Jul 19, 2010

Your Fundraising Gala: Is It a Good Place to Mingle?

I once met an artist -- not a starving artist, but not a rich one, either -- whose favorite way to have fun was to attend fundraising galas. She liked the sense of a grand occasion, the chance to learn something, and the opportunity to meet new people who shared an interest in a good cause. (She was single, which may also have had something to do with it.) She didn't serve on any boards, or do any other nonprofit-related activities; attending these events was basically it.

Now, I've never met anyone like her before, or since. But it has made me wonder, when I attend fundraising events, whether she or someone else who wasn't closely connected to the organization would, in fact, have a good time.
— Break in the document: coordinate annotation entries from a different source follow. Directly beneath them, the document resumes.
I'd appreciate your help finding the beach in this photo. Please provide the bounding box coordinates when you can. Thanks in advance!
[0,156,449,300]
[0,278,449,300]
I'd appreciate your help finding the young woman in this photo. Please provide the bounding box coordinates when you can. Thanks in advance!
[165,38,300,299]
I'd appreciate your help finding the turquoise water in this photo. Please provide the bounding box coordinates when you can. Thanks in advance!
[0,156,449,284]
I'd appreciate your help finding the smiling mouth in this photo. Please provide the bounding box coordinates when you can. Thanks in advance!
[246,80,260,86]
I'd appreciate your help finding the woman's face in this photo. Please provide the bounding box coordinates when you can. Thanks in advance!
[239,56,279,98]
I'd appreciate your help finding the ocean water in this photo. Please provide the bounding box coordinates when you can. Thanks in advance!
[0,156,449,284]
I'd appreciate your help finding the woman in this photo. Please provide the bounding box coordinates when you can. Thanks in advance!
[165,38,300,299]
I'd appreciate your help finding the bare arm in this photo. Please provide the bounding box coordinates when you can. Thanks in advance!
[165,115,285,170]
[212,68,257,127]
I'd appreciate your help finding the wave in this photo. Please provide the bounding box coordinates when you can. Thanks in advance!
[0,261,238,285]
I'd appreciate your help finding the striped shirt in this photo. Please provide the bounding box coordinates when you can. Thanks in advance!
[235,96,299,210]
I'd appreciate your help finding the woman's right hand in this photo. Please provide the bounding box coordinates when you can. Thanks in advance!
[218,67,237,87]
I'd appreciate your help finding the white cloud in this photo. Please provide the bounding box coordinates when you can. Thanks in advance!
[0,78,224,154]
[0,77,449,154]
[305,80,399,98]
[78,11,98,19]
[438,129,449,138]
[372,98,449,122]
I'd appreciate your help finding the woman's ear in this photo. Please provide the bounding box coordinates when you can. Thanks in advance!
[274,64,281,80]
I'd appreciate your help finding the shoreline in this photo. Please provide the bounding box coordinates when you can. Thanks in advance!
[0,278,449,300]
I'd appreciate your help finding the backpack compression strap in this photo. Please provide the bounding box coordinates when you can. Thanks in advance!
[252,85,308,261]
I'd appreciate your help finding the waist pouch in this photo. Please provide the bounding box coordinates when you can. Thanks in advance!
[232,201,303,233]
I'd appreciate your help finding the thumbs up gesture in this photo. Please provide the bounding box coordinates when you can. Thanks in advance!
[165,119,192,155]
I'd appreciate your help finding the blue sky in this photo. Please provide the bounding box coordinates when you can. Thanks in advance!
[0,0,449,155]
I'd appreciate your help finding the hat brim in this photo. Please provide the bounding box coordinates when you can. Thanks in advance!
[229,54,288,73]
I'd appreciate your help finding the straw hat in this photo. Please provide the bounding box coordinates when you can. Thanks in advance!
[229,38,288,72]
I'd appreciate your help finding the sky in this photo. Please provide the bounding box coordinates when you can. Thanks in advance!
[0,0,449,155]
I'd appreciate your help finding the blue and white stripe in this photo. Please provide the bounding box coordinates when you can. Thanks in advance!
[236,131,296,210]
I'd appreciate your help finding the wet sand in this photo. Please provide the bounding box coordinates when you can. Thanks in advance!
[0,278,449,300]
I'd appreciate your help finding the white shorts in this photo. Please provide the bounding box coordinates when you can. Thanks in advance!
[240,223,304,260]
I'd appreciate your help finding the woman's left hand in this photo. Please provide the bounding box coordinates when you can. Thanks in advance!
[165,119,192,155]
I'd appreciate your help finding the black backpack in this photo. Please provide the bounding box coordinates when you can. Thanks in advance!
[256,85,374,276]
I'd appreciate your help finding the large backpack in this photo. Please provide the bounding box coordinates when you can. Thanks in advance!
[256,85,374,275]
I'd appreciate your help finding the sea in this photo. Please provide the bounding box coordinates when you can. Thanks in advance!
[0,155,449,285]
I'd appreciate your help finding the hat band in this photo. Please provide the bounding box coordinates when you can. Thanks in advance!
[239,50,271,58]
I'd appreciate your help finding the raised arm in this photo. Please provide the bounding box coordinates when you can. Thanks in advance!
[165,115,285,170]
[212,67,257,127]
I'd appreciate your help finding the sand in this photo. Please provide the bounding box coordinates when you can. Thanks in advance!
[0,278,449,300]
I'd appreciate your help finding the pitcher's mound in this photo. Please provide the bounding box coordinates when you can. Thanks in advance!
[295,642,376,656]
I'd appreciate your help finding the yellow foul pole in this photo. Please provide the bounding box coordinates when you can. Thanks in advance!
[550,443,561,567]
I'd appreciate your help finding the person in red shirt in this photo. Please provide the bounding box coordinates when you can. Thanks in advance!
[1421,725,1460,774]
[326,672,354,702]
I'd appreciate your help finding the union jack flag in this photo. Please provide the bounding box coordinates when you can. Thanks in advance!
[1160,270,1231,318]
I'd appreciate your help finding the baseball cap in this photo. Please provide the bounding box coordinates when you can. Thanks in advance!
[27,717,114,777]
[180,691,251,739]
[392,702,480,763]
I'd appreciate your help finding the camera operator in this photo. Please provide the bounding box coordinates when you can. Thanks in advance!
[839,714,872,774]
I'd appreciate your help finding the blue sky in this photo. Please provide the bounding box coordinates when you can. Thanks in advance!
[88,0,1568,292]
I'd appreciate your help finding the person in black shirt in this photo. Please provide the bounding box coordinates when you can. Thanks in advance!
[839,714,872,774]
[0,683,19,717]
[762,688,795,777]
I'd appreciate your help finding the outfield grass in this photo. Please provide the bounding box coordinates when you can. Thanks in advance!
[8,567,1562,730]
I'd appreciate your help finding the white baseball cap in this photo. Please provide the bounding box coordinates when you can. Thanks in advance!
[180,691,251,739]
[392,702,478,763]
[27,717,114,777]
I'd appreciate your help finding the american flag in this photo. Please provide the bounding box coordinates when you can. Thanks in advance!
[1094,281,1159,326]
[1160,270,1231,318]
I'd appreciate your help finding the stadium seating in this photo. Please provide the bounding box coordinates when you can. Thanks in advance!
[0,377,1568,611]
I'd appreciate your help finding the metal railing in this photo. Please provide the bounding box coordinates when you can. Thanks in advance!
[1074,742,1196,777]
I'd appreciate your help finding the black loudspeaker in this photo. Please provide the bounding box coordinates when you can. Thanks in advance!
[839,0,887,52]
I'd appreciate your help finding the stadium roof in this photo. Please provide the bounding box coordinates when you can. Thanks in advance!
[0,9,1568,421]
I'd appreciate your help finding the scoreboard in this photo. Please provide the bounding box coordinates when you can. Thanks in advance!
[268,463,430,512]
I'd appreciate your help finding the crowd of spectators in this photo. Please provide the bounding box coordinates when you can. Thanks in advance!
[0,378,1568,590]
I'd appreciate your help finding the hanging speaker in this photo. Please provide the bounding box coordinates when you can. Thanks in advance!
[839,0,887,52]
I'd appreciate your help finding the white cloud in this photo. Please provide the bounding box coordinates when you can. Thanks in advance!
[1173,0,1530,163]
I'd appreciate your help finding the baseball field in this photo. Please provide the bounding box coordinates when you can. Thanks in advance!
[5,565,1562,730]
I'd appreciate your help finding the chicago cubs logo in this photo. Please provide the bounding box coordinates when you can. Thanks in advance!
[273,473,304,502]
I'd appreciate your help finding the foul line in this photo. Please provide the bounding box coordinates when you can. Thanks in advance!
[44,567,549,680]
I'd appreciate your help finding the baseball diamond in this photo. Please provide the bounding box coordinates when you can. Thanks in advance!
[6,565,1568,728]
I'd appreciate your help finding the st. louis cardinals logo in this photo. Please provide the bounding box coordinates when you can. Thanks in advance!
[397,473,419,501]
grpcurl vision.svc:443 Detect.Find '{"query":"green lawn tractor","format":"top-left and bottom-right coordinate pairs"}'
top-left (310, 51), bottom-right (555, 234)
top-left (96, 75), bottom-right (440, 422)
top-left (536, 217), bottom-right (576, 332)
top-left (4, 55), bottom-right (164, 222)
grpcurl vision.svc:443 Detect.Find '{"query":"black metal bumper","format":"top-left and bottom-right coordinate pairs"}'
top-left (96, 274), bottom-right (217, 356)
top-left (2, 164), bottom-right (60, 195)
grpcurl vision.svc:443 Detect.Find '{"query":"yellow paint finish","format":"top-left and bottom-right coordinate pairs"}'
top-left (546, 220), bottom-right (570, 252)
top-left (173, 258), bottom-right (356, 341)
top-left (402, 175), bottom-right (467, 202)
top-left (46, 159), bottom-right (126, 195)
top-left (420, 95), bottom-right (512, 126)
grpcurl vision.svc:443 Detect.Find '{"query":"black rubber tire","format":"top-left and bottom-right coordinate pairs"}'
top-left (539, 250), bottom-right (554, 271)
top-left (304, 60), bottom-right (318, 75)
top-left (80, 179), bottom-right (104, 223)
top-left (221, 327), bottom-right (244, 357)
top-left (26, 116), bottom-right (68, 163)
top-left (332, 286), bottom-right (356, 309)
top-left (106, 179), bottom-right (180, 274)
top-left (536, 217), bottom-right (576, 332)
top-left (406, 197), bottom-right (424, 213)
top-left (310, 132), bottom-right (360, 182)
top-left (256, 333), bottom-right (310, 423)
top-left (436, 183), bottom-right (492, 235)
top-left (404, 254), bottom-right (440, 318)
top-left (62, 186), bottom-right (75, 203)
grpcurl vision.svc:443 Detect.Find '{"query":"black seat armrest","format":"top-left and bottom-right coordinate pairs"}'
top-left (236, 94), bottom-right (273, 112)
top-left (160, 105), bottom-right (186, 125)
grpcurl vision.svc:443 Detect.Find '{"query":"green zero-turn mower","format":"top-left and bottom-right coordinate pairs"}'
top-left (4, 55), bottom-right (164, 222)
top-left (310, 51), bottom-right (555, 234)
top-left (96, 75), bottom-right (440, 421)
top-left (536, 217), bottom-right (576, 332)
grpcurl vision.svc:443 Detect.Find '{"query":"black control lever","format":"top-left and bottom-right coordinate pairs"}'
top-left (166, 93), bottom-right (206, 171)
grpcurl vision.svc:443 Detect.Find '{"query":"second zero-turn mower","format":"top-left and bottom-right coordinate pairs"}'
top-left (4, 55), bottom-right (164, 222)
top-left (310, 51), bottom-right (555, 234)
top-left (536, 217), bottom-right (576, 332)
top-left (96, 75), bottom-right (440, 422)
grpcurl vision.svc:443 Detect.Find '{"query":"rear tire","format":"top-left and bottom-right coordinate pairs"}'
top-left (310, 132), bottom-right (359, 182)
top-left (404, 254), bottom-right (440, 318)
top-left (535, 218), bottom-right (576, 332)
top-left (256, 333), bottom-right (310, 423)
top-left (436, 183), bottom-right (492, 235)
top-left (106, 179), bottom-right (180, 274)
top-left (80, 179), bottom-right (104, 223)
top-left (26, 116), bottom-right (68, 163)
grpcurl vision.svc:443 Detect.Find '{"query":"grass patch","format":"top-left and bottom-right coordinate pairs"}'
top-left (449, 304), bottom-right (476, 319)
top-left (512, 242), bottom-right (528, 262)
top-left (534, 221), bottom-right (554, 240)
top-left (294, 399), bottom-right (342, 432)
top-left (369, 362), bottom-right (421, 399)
In many cases the answer is no -- especially if one's purpose in attending is to meet new people. Most guests at gala events arrive with their own group of friends, sit with their friends, and talk to their friends and only a select few others all evening. Board members and volunteers tend to be either reconnecting with each other or chatting up major donors. An outsider could feel pretty isolated.

Given that your planners already have plenty on their plate, I'm not suggesting restructuring the entire event for my sample-of-one single-woman friend. But it does make me wonder whether there are simple ways to get people out of their core groups and mixing a bit more at such events. Meeting like-minded people might even serve to increase their connectedness with the nonprofit they've chosen to support.

Making sure to have nametags might be a good start. But when will they make use of these in introducing themselves? It's helpful to leave some time for guests to walk around and mingle -- perhaps while looking at displays about your nonprofit's work, or getting a drink --  before sitting at their designated tables. Guests at any event get very territorial, and once they're attached to a table and chair, it's hard to move them.

You might also deputize any board members or volunteers who aren't otherwise occupied to keep an eye out for guests who've arrived alone, and make sure to greet them and introduce them to others who might share their interests.  

Of course, if your nonprofit's membership is big enough, you could go all out and have a "singles-only" event, dedicated to mingling. But you might face the situation described to me by another friend who attended such an event in support of a local animal shelter: "It was fun, but mostly women who attended -- the few men in the room looked kinda overwhelmed."